Schülerinnen des Luckenwalder Gymnasiums bereiten eine Ausstellung über Rudi Dutschke vor. Sein Bruder Helmut will nicht den 68er, den Revoluzzer, sondern „den Menschen Rudi“ zeigen  ■ Von Constanze von Bullion

Es ist stockfinster. Hinter einer Tür quält sich eine Oboe die Tonleiter hinauf. Dutschke? Der Musiklehrer schüttelt den Kopf. „Kenn ick nich.“ Die Tonleiter im Hintergrund driftet leise ab, der Mann wird offenbar gebraucht. Am Ende einer staubigen Holztreppe dann endlich die vertraute Stimme. Dröhnend laut, in atemlosem Galopp, immer kurz vor der Heiserkeit. Alles klar, das muß er sein.

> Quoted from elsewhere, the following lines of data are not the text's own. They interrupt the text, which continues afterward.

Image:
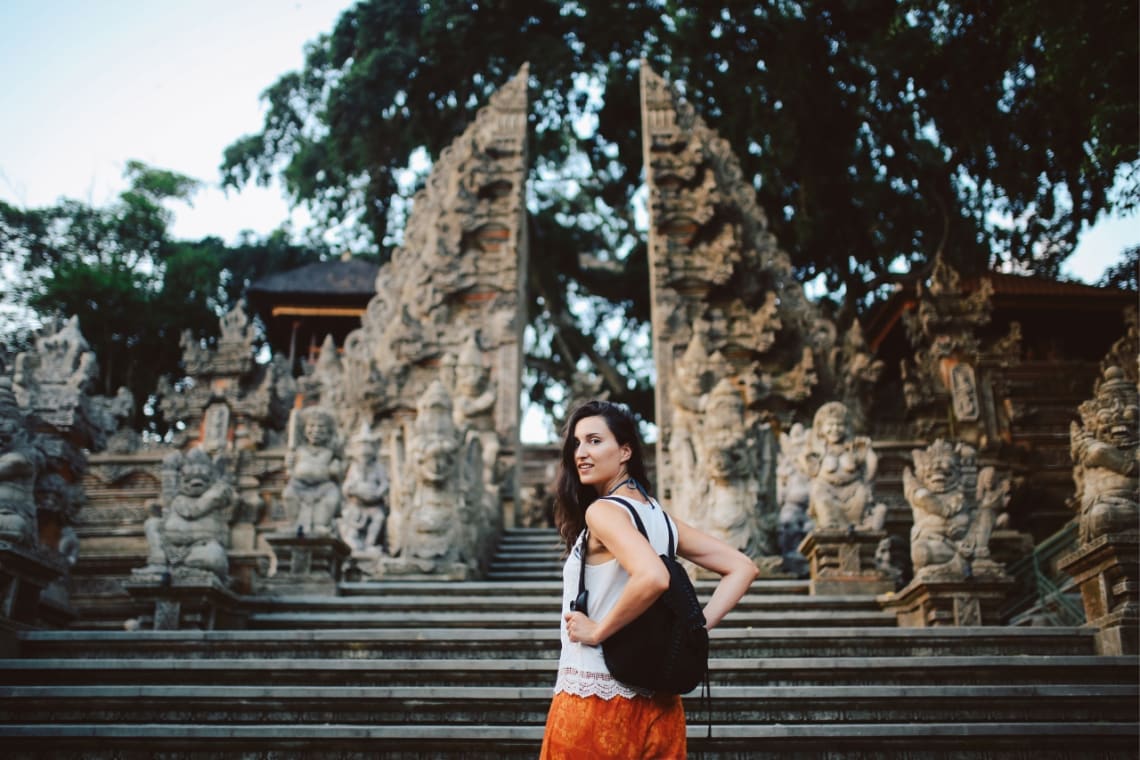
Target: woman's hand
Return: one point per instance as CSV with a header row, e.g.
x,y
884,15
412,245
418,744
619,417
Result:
x,y
581,629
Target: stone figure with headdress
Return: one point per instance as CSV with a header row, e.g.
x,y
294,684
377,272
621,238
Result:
x,y
438,528
366,495
792,495
312,495
955,509
190,532
841,466
19,460
1107,457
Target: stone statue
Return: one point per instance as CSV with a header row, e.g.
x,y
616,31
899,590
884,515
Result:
x,y
474,405
841,466
735,459
190,531
438,526
955,511
366,491
19,462
312,495
792,495
1107,456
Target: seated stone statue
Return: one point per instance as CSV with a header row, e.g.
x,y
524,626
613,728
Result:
x,y
190,531
794,490
18,464
312,495
1107,456
954,516
841,466
366,489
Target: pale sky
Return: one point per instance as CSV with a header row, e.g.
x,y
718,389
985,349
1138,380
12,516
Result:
x,y
91,84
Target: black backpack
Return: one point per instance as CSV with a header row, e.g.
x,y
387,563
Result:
x,y
666,648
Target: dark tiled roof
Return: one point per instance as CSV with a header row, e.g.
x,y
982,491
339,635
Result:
x,y
353,277
1020,285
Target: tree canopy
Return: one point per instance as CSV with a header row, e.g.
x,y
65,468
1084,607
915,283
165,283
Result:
x,y
133,287
877,135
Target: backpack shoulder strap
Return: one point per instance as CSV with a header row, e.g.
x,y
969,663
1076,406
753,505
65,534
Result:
x,y
641,525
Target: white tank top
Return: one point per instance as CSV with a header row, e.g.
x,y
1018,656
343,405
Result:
x,y
581,668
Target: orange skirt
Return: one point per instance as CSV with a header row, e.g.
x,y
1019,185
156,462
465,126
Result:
x,y
593,728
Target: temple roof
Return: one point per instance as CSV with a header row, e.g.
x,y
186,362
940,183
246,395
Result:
x,y
352,278
1009,292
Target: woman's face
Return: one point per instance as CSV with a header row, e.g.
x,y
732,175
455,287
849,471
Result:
x,y
597,456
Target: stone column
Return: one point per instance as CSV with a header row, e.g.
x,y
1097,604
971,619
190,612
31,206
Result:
x,y
1107,570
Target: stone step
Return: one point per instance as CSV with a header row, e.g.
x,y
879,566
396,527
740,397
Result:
x,y
992,741
528,705
547,605
372,644
539,672
307,620
550,588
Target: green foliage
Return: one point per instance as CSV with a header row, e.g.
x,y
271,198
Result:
x,y
133,287
877,133
1124,274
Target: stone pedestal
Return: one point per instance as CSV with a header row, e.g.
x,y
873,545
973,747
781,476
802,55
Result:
x,y
185,601
926,603
24,573
247,569
306,563
1107,571
414,570
843,563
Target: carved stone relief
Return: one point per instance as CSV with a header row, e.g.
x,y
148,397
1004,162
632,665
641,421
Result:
x,y
724,307
955,509
189,533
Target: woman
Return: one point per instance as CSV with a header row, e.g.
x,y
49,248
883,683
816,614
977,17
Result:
x,y
593,716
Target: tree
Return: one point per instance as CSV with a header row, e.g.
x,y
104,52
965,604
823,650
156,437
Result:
x,y
877,135
132,286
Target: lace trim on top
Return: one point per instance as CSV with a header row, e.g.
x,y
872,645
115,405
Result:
x,y
605,686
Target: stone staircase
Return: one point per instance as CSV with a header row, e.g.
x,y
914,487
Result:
x,y
464,670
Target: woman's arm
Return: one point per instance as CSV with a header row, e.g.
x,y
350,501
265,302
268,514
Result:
x,y
649,578
737,571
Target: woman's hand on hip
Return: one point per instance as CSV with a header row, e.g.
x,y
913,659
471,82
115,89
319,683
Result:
x,y
581,629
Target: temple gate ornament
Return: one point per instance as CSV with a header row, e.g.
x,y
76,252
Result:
x,y
841,467
462,263
19,462
366,496
724,307
316,468
942,328
957,507
189,534
437,529
847,524
187,572
792,495
53,384
1106,564
229,402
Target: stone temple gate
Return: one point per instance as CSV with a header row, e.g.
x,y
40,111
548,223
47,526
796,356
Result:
x,y
399,457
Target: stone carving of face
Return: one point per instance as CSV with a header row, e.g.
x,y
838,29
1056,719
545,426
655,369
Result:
x,y
471,378
831,424
1114,411
437,459
318,430
938,467
196,476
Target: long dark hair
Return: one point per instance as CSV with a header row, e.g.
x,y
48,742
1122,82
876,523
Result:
x,y
570,496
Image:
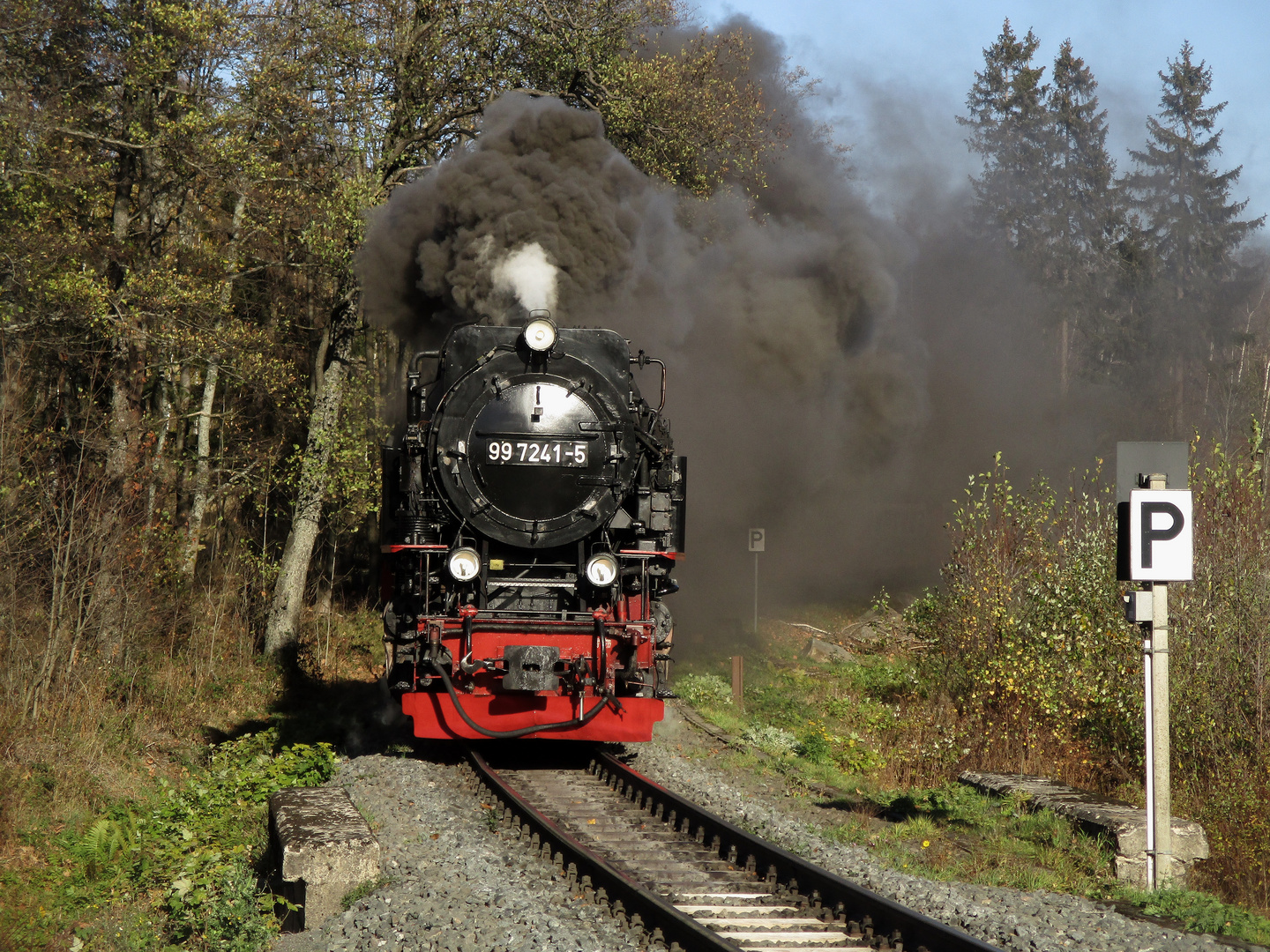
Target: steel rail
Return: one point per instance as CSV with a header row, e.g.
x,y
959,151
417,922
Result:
x,y
652,913
785,871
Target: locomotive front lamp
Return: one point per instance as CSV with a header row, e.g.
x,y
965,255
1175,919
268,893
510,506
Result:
x,y
540,334
464,564
602,569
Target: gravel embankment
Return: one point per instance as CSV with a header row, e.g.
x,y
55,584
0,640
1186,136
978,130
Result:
x,y
453,883
456,885
1015,920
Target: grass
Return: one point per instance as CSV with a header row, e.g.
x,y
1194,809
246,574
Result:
x,y
132,816
893,744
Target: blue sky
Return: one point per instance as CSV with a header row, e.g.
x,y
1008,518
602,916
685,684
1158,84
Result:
x,y
895,72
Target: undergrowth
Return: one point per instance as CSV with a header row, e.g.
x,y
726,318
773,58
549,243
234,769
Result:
x,y
1021,661
181,865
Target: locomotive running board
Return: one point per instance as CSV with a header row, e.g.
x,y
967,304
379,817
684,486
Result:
x,y
435,716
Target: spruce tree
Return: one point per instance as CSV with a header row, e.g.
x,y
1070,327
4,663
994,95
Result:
x,y
1080,216
1007,127
1185,205
1192,227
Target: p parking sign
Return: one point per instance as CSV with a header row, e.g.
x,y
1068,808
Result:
x,y
1161,541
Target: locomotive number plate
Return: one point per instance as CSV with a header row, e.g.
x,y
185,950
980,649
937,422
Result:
x,y
536,452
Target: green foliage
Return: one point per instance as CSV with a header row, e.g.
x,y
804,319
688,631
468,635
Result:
x,y
190,847
704,689
1029,628
1200,911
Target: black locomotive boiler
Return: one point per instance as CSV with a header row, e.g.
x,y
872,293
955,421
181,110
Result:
x,y
534,509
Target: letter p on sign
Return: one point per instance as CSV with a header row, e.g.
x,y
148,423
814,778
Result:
x,y
1160,534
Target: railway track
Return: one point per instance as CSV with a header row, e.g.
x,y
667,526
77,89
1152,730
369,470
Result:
x,y
689,879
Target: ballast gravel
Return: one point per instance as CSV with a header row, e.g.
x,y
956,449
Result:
x,y
451,882
1011,919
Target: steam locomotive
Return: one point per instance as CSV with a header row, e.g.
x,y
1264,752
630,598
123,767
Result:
x,y
534,509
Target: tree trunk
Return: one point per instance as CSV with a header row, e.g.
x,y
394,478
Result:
x,y
1064,372
202,467
288,593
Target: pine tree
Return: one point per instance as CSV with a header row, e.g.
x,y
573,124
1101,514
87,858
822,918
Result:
x,y
1191,222
1009,130
1081,219
1186,206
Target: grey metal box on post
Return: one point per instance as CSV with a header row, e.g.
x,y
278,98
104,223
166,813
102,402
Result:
x,y
1132,462
324,851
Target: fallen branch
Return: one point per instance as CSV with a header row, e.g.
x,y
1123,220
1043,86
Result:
x,y
810,628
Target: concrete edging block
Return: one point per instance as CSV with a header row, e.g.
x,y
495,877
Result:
x,y
324,848
1123,822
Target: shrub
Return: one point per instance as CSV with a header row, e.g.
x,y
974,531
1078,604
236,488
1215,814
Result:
x,y
704,689
773,740
1027,625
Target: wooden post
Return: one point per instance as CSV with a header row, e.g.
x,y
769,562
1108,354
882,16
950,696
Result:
x,y
1161,818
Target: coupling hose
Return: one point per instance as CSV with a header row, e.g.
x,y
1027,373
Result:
x,y
521,732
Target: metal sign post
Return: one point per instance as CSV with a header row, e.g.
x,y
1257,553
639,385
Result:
x,y
1154,546
757,544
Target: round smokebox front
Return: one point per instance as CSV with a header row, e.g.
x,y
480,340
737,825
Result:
x,y
536,466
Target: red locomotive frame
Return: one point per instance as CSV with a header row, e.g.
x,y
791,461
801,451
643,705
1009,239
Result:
x,y
619,626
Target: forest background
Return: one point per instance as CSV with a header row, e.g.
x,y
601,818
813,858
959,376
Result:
x,y
190,401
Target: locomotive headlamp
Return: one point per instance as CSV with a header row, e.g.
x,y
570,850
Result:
x,y
540,334
464,564
602,569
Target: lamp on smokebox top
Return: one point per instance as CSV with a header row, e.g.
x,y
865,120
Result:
x,y
540,331
464,564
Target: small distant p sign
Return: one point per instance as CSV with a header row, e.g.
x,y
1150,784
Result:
x,y
1161,541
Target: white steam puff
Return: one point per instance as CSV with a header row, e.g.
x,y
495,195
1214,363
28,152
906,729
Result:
x,y
528,276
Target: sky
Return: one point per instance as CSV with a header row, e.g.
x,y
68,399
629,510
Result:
x,y
915,60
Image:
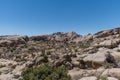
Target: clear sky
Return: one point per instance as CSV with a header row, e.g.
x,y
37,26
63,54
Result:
x,y
34,17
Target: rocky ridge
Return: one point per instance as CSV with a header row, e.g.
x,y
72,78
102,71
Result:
x,y
93,57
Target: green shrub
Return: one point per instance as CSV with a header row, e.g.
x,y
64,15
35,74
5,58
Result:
x,y
45,72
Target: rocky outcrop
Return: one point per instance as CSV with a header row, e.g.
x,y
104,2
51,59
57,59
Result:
x,y
106,33
59,36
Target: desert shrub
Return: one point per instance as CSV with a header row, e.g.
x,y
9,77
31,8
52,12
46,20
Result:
x,y
45,72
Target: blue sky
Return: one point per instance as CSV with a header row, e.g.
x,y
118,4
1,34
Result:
x,y
34,17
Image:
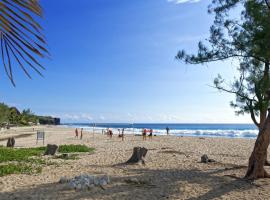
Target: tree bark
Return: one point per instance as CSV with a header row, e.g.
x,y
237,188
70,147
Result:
x,y
258,156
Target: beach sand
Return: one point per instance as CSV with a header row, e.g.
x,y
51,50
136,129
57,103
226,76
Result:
x,y
172,171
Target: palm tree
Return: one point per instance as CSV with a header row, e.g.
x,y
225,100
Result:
x,y
21,36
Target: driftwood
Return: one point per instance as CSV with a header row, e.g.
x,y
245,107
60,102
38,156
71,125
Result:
x,y
51,149
138,155
11,142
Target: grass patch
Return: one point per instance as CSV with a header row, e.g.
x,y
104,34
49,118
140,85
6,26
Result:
x,y
69,157
74,148
20,168
29,160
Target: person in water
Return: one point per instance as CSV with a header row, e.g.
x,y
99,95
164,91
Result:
x,y
76,133
81,133
144,134
167,130
123,130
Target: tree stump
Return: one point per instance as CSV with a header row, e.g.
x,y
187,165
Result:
x,y
138,155
51,149
11,142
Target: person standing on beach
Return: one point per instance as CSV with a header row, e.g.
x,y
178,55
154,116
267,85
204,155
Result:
x,y
150,134
76,133
123,130
81,133
144,134
167,130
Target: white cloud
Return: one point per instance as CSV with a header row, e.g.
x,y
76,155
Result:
x,y
183,1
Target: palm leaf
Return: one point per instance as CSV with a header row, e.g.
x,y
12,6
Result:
x,y
22,41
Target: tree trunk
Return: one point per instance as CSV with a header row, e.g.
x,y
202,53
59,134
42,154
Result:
x,y
138,155
259,154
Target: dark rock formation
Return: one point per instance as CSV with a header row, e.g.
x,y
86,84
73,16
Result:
x,y
138,155
11,142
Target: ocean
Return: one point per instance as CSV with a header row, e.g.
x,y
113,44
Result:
x,y
192,130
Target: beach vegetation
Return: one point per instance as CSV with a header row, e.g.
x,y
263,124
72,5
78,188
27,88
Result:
x,y
21,37
30,160
74,148
19,168
245,40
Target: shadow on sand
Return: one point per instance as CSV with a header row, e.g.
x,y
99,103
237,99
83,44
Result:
x,y
154,184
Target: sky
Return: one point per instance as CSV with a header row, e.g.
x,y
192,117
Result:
x,y
114,61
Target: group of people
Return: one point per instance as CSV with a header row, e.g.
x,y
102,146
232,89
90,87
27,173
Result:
x,y
77,133
144,133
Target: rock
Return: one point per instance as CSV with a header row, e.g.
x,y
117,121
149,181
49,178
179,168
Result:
x,y
132,181
11,142
204,159
105,178
103,182
51,149
72,185
63,179
83,182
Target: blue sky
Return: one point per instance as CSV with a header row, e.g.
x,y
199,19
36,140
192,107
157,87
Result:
x,y
113,61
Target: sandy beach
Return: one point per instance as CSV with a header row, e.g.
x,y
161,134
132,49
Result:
x,y
172,171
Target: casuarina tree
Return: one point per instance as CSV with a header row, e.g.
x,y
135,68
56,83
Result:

Die Haare sind schneeweiß geworden, und auf der Nase sitzt eine schmale Metallbrille. Ansonsten sieht er aus wie früher. Vor uns steht nur nicht good old Rudi, sondern sein Bruder und Stellvertreter auf Erden: Helmut Dutschke, umringt von sechs jungen Frauen. Mit rudernden Armen erklärt der frühpensionierte Elektroingenieur, was noch zu tun ist „bisset losgeht“. Unter den Dachbalken des Luckenwalder Kreismuseums, zwischen Stapeln von Fotos, vergilbten Akten und handgeschriebenen Briefen wird eine Ausstellung vorbereitet. „Die sollen sich nicht schämen für mich in Luckenwalde“ haben die Schülerinnen sie genannt. Eröffnung ist am 11. April 1996, genau 28 Jahre nach dem Attentat auf Rudi Dutschke.

Nicht den Politsponti, „den Menschen Rudi Dutschke“ werden wir hier kennenlernen. Den wahren Rudi sozusagen.

„Der erste Schuß fiel an unserer Schule“ steht auf der feuerroten Schülerzeitung des Gymnasiums Luckenwalde. In der brandenburgischen Kleinstadt, deren Ruhm sich bisher nur auf Herrmann Hentschel, den Erfinder des Papptellers stütze, hat Rudi Dutschke Abitur gemacht. Erinnern möchte Schulleiter Michael Kohl lieber nicht daran.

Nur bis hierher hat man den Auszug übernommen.